Ob der Passus zum Schuldenschnitt im geplanten Hypo-Gesetz rechtlich wirklich wasserdicht ist, darüber scheint sich auch das Finanzministerium nicht ganz im Klaren zu sein. Denn auf seiner Homepage, unter dem Punkt "Fragen und Antworten zur Hypo Alpe Adria", räumt Michael Spindeleggers Ressort ein - Zitat: "Abseits einer Insolvenz ist es (. . .) rechtlich schwierig, von den Anleihe-Investoren Beiträge abzuverlangen. Möglich wäre ein freiwilliger Forderungsverzicht von Anleihehaltern." Doch statt der angesprochenen Freiwilligkeit soll es nun einen gesetzlich verordneten Schuldennachlass geben.

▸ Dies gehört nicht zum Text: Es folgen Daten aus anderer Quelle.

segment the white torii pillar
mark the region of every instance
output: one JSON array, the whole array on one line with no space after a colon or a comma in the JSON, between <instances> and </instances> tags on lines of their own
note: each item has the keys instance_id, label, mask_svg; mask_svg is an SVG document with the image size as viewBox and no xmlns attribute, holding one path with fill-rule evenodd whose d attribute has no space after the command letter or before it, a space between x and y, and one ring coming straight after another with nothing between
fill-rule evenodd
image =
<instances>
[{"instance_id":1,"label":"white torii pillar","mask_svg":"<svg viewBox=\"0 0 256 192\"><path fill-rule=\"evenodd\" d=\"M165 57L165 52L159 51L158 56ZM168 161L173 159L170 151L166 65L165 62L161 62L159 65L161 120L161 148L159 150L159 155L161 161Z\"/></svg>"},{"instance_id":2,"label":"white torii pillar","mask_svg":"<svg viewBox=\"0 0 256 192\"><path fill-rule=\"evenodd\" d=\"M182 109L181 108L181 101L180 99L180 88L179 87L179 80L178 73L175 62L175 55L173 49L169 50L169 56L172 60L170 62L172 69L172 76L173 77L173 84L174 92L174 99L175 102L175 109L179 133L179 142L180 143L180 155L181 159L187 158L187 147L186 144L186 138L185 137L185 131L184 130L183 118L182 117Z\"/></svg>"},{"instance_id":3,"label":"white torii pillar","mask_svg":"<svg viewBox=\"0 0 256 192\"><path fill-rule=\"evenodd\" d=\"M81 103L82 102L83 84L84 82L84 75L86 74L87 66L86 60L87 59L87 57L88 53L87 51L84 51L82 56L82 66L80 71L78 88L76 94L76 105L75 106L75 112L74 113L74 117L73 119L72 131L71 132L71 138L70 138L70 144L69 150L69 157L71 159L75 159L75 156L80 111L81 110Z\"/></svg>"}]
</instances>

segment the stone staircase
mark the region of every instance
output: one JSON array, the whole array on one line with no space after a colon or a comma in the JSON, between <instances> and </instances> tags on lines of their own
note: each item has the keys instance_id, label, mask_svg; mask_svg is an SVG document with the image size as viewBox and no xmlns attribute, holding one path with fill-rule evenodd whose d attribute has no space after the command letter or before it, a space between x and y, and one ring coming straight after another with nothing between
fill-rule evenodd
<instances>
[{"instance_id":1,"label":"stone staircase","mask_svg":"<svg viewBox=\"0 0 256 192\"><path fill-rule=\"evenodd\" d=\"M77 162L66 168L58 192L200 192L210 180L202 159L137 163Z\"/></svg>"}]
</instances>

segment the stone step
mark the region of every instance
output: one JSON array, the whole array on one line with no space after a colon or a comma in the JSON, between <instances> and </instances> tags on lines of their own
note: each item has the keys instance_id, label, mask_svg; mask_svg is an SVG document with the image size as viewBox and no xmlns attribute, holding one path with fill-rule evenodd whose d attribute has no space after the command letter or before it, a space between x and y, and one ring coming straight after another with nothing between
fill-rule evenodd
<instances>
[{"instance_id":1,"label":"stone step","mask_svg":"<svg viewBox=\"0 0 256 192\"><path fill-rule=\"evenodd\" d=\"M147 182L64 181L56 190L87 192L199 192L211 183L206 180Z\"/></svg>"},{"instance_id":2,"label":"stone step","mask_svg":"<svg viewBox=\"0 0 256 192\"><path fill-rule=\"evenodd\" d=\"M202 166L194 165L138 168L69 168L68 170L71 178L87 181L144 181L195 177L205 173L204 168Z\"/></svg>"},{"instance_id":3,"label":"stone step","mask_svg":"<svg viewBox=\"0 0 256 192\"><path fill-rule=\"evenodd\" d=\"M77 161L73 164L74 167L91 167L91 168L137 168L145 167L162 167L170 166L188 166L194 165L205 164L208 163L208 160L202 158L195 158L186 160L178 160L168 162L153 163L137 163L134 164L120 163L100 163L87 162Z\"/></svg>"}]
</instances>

S&P sieht Österreichsguten Ruf gefährdet
Im Finanzministerium wird argumentiert, dass die Hypo-Nachranggläubiger hätten wissen müssen, dass Kärntens Haftungen niemals werthaltig gewesen seien. Zumal das Haftungsvolumen, das Kärnten für die Hypo insgesamt übernommen hatte (25 Milliarden Euro waren es am Höhepunkt, jetzt sind es noch mehr als 12 Milliarden), das Jahresbudget des Landes von zwei Milliarden Euro um ein Vielfaches übersteige. Dass sich der Bund nun weigert, von Kärnten dessen Haftungen für die Hypo-Nachranganleihen zu übernehmen, hat laut Finanzministerium folgenden Grund: "Die Verpflichtung zu einer Ausfallhaftung des Bundes existiert nicht."

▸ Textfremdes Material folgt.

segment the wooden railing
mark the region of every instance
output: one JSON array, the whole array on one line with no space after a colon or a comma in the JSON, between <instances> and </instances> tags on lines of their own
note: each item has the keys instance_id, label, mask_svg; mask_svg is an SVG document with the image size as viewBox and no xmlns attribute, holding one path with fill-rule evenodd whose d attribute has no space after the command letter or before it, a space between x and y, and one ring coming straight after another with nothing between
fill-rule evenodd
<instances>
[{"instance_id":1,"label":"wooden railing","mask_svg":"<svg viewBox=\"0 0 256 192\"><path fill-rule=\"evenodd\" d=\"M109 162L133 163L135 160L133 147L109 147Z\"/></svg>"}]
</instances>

Insgesamt haften alle österreichischen Bundesländer noch mit fast 45 Milliarden Euro für ihre (teils früheren) Landesbanken. So wie in Kärnten übersteigen die Haftungsvolumina auch in Vorarlberg, dem Burgenland und Tirol deren Jahresbudgets - eine ebenfalls gefährliche Situation (siehe Grafik).
Wegen der Hypo-Gesetzesvorlage hat die Ratingagentur Standard & Poor’s (S&P) zuletzt den Ausblick für die Kreditwürdigkeit von sieben heimischen Großbanken und vier Bundesländern auf "negativ" gesetzt. Für den Fall, dass das Gesetz am 8. Juli vom Parlament beschlossen wird, hat sie mit Herabstufungen gedroht. Am Donnerstag legte S&P nach. Im ORF-Radio meinte Thomas Fischinger, ein Analyst der Agentur, der gute Ruf Österreichs stehe auf dem Spiel. Das Gesetz sei ein "Unikum, das wir bis jetzt in Europa so nicht gesehen haben". Andere Ratingagenturen wie Moody’s und Fitch haben sich bisher noch nicht zu Wort gemeldet.

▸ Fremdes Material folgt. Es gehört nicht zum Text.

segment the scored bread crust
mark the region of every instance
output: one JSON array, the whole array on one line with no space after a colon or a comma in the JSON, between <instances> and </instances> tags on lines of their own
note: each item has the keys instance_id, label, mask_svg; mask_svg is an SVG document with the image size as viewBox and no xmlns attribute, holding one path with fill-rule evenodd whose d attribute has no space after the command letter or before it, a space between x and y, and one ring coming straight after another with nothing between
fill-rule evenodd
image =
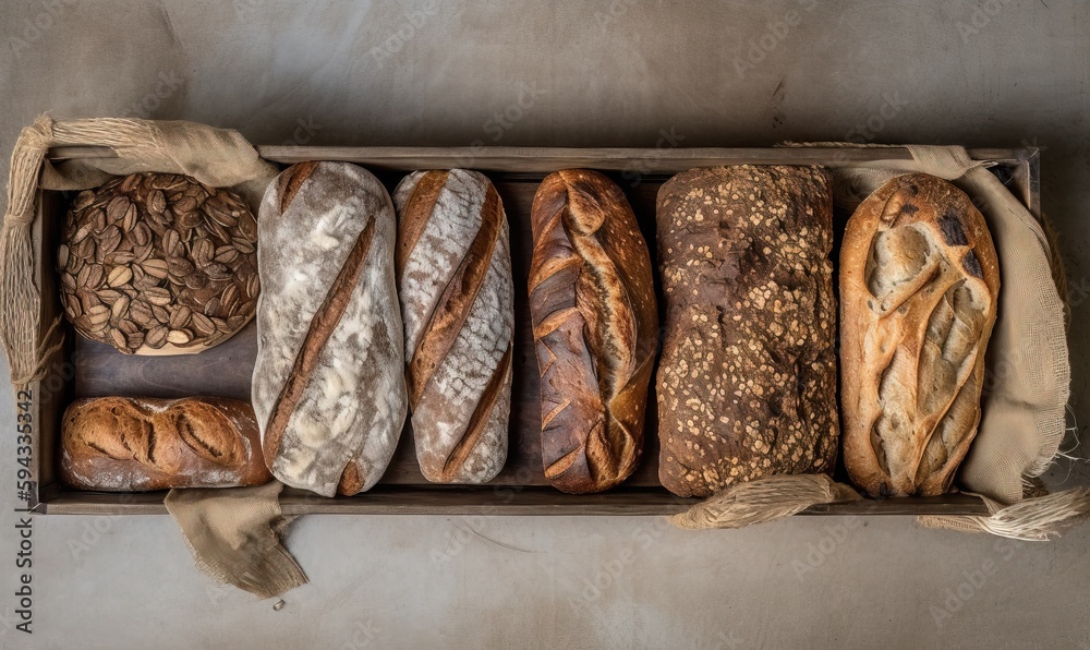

Neben den Nachranggläubigern soll auch die frühere Mehrheitseigentümerin BayernLB von dem Schuldenschnitt erfasst werden - mit 800 Millionen Euro, einem Teil jener 2,3 Milliarden Euro, die sie noch in der Hypo hat. Die Bayern wollen das keinesfalls akzeptieren: "Wir werden alle rechtlichen Schritte prüfen."